1519 · Cempoala

Crepúsculo de altas llamas en la costa de Veracruz. Once naves están ardiendo y arden los soldados rebeldes que cuelgan de los penoles de la nave capitana. Mientras abre sus fauces la mar devorando las fogatas, Hernán Cortés, de pie sobre la arena, aprieta el pomo de la espada y se descubre la cabeza.
No sólo las naves y los ahorcados se han ido a pique. Ya no habrá regreso; ni más vida que la que nazca desde ahora, así traiga consigo el oro y la gloria o la acompañe el buitre de la derrota. En la playa de Veracruz se han hundido los sueños de quienes bien quisieran volverse a Cuba, a dormir la siesta colonial en hamacas de redes, envueltos en melenas de mujer y humos de tabaco: la mar conduce al pasado y la tierra al peligro. A lomo de caballo irán los que han podido pagarlo, y a pie los demás: setecientos hombres México adentro, hacia la sierra y los volcanes y el misterio de Moctezuma.
Cortés se ajusta su sombrero de plumas y da la espalda a las llamas. De un galope llega al caserío indígena de Cempoala, mientras se hace la noche. Nada dice a la tropa. Ya se irán enterando. Bebe vino, solo en su tienda. Quizás piensa en los hombres que mató sin confesión o en las mujeres que acostó sin boda desde sus días de estudiante en Salamanca, que tan remotos parecen, o en sus perdidos años de burócrata en las Antillas, durante el tiempo de la espera. Quizás piensa en el gobernador Diego Velázquez, que pronto temblará de furia en Santiago de Cuba. Seguramente sonríe si piensa en ese sopeso dormilón, cuyas órdenes nunca más obedecerá; o en la sorpresa que espera a los soldados que está escuchando reír y maldecir en las ruedas de dados y naipes del campamento.

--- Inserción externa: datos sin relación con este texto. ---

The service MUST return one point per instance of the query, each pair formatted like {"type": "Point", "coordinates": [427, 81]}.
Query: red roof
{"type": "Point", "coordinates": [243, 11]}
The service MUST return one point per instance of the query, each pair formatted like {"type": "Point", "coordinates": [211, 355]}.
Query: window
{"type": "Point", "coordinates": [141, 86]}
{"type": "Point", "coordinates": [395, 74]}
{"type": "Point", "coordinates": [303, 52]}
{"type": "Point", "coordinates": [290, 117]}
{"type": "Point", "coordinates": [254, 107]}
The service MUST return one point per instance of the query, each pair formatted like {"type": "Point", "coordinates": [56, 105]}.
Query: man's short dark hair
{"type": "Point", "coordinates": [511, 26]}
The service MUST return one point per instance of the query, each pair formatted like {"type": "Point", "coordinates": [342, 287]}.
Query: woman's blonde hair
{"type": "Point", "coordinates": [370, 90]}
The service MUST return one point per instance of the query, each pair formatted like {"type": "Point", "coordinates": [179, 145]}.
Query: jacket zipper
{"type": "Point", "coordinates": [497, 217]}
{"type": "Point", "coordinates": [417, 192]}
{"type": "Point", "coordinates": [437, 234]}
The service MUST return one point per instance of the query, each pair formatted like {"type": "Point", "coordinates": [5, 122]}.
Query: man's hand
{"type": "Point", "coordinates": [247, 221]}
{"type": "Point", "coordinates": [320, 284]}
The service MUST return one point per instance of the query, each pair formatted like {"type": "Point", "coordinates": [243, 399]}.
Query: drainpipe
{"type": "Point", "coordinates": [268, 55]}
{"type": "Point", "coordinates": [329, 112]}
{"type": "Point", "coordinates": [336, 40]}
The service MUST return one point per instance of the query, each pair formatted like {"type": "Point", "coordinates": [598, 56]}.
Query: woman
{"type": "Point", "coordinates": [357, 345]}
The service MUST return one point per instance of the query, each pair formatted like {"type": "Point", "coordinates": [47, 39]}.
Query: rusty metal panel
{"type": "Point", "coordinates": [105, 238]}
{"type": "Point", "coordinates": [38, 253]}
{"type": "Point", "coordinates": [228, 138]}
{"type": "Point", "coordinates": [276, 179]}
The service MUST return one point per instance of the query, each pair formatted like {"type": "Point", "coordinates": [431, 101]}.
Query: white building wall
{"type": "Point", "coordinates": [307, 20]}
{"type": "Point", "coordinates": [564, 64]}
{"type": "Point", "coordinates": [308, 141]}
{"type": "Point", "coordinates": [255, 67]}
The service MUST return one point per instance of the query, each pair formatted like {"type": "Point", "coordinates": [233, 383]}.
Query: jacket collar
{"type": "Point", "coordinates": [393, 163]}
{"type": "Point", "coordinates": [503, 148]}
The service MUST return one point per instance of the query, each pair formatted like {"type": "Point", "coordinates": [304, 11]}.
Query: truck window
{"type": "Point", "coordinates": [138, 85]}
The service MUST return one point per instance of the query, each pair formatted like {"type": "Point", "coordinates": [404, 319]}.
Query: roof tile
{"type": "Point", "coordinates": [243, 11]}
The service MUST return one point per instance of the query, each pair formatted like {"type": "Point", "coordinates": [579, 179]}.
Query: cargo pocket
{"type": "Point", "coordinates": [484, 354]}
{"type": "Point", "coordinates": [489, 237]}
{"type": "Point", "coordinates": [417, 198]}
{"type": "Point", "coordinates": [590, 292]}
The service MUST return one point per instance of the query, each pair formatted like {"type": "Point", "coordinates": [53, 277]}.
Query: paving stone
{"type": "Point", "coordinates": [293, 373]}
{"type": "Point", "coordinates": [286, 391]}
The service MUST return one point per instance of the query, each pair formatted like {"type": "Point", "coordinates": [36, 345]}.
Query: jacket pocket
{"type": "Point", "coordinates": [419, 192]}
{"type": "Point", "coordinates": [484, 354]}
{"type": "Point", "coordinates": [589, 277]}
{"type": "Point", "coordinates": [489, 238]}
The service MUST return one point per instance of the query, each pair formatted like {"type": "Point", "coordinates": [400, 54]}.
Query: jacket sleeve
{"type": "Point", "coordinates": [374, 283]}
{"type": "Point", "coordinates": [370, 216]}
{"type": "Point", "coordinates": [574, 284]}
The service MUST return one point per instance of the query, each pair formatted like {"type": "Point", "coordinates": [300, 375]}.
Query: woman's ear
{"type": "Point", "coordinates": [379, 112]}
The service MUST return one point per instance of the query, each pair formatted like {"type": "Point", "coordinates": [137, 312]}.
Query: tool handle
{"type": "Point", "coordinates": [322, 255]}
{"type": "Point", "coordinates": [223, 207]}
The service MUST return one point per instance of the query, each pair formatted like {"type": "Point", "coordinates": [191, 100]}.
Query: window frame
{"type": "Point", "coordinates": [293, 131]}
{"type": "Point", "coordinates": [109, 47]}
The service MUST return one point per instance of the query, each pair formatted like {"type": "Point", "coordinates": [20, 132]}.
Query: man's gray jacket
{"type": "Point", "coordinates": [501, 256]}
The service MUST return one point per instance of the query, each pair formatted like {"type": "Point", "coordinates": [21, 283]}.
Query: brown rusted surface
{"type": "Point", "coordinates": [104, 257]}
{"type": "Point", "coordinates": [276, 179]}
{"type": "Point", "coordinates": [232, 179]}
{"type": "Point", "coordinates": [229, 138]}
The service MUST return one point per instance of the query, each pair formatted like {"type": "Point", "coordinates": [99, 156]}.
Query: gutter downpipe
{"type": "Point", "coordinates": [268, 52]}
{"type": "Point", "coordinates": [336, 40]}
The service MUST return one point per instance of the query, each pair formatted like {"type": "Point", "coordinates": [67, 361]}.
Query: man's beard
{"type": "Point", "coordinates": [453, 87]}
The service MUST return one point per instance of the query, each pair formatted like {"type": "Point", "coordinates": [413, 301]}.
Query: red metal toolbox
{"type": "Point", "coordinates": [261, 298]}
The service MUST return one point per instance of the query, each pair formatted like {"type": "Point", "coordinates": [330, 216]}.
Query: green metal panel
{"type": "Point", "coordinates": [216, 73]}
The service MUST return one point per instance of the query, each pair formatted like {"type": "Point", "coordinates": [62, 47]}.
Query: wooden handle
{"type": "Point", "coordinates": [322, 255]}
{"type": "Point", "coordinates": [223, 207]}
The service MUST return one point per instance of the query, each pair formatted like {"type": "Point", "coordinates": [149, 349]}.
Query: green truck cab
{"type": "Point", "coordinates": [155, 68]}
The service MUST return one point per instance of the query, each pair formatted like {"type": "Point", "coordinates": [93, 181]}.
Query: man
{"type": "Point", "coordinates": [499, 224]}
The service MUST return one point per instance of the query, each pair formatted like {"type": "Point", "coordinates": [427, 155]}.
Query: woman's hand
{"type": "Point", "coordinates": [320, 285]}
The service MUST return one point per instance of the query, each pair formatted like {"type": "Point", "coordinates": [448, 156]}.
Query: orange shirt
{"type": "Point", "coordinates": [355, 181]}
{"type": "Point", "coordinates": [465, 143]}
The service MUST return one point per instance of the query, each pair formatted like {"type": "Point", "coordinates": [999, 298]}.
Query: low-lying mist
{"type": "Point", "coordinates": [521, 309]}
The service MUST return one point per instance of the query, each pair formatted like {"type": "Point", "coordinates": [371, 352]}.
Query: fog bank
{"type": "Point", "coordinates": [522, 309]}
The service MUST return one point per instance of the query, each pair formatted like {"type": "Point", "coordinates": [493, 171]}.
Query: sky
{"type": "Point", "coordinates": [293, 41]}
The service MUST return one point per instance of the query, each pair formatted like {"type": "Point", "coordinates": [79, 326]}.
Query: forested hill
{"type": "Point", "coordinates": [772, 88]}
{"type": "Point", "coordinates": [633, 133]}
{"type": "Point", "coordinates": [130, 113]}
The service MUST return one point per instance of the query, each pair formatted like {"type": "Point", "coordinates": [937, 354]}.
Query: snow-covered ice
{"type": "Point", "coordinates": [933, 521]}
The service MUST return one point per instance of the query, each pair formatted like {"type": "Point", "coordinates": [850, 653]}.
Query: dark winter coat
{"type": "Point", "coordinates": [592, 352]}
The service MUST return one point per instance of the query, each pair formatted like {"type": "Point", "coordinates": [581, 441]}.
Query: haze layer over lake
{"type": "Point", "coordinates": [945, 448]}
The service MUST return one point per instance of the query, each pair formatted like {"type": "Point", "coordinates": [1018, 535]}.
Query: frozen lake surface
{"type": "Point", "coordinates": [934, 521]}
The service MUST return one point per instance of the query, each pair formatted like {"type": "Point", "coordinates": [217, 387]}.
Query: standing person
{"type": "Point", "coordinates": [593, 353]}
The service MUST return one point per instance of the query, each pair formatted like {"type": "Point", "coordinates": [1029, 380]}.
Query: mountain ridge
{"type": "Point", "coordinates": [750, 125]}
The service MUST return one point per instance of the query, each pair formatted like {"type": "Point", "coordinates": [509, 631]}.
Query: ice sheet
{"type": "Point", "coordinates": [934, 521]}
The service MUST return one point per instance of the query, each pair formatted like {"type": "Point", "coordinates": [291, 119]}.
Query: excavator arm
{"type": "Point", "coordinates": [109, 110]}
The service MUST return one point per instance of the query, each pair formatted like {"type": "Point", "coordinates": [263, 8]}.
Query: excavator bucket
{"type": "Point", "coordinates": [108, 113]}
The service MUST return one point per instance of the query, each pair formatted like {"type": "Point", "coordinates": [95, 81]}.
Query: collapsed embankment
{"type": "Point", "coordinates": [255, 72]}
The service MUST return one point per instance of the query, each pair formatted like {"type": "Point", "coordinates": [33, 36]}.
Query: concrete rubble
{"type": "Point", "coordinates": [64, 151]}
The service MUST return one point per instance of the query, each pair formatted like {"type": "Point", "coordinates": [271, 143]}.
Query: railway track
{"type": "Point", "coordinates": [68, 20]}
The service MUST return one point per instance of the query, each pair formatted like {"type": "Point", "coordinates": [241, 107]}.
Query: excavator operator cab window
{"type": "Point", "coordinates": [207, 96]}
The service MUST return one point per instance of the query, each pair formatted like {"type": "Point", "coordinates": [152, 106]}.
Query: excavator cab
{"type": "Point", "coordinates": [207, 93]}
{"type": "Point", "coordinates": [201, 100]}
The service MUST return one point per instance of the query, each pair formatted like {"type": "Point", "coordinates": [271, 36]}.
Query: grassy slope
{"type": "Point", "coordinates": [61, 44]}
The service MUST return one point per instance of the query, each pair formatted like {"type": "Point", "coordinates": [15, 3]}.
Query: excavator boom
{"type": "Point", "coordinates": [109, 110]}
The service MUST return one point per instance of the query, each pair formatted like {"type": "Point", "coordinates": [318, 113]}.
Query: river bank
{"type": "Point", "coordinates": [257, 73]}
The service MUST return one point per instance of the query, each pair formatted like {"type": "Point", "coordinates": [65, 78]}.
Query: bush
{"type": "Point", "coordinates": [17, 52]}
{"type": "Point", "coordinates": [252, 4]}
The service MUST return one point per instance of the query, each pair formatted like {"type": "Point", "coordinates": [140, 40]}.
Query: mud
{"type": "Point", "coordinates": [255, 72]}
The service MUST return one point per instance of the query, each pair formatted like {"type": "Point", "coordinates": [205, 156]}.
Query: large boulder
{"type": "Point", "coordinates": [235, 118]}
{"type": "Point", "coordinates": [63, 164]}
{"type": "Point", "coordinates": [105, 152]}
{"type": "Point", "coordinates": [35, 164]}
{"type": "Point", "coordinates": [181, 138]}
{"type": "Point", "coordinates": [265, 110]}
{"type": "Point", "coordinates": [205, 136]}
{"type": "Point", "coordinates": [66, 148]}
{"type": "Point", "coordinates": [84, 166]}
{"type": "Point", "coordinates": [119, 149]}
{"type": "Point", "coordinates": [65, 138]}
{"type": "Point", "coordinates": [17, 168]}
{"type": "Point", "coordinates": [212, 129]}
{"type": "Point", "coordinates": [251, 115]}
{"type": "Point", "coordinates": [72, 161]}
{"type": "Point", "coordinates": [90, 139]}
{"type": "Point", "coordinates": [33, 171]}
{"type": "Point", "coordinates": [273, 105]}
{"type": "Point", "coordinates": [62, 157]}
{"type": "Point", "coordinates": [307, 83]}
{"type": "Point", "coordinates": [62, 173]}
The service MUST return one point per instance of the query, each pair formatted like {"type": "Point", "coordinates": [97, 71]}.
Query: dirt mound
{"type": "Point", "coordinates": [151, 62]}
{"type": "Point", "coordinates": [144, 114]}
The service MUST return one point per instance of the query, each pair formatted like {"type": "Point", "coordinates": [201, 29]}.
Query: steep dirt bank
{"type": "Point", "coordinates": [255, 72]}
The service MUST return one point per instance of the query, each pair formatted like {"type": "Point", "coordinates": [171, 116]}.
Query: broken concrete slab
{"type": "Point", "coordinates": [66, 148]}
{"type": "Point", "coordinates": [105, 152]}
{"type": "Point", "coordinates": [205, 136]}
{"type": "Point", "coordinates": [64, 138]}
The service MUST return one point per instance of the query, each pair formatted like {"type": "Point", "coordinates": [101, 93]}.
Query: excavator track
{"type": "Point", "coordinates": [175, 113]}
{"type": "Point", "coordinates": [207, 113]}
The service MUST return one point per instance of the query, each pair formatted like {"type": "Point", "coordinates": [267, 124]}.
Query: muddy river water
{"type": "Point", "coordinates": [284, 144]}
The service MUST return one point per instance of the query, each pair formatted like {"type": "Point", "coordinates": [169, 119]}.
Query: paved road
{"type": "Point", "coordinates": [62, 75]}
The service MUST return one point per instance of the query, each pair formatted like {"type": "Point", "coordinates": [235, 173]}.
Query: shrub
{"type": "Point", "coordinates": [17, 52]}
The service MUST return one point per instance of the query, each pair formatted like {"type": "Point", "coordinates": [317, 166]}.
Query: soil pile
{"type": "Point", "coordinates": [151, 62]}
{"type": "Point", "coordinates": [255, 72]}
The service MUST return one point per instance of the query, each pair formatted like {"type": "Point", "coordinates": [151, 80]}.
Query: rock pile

Algo de eso le anda en la cabeza, o quizás la fascinación y el pánico de los días por venir; y entonces alza la mirada, la ve en la puerta y a contraluz la reconoce. Se llamaba Malinali o Malinche cuando se la regaló el cacique de Tabasco. Se llama Marina desde hace una semana.
Cortés habla unas cuantas palabras mientras ella, inmóvil, espera. Después, sin un gesto, la muchacha se desata el pelo y la ropa. Un revoltijo de telas de colores cae entre sus pies desnudos y él calla cuando aparece y resplandece el cuerpo.
A pocos pasos de allí, el soldado Bernal Díaz del Castillo escribe, a la luz de la luna, la crónica de la jornada. Usa de mesa un tambor.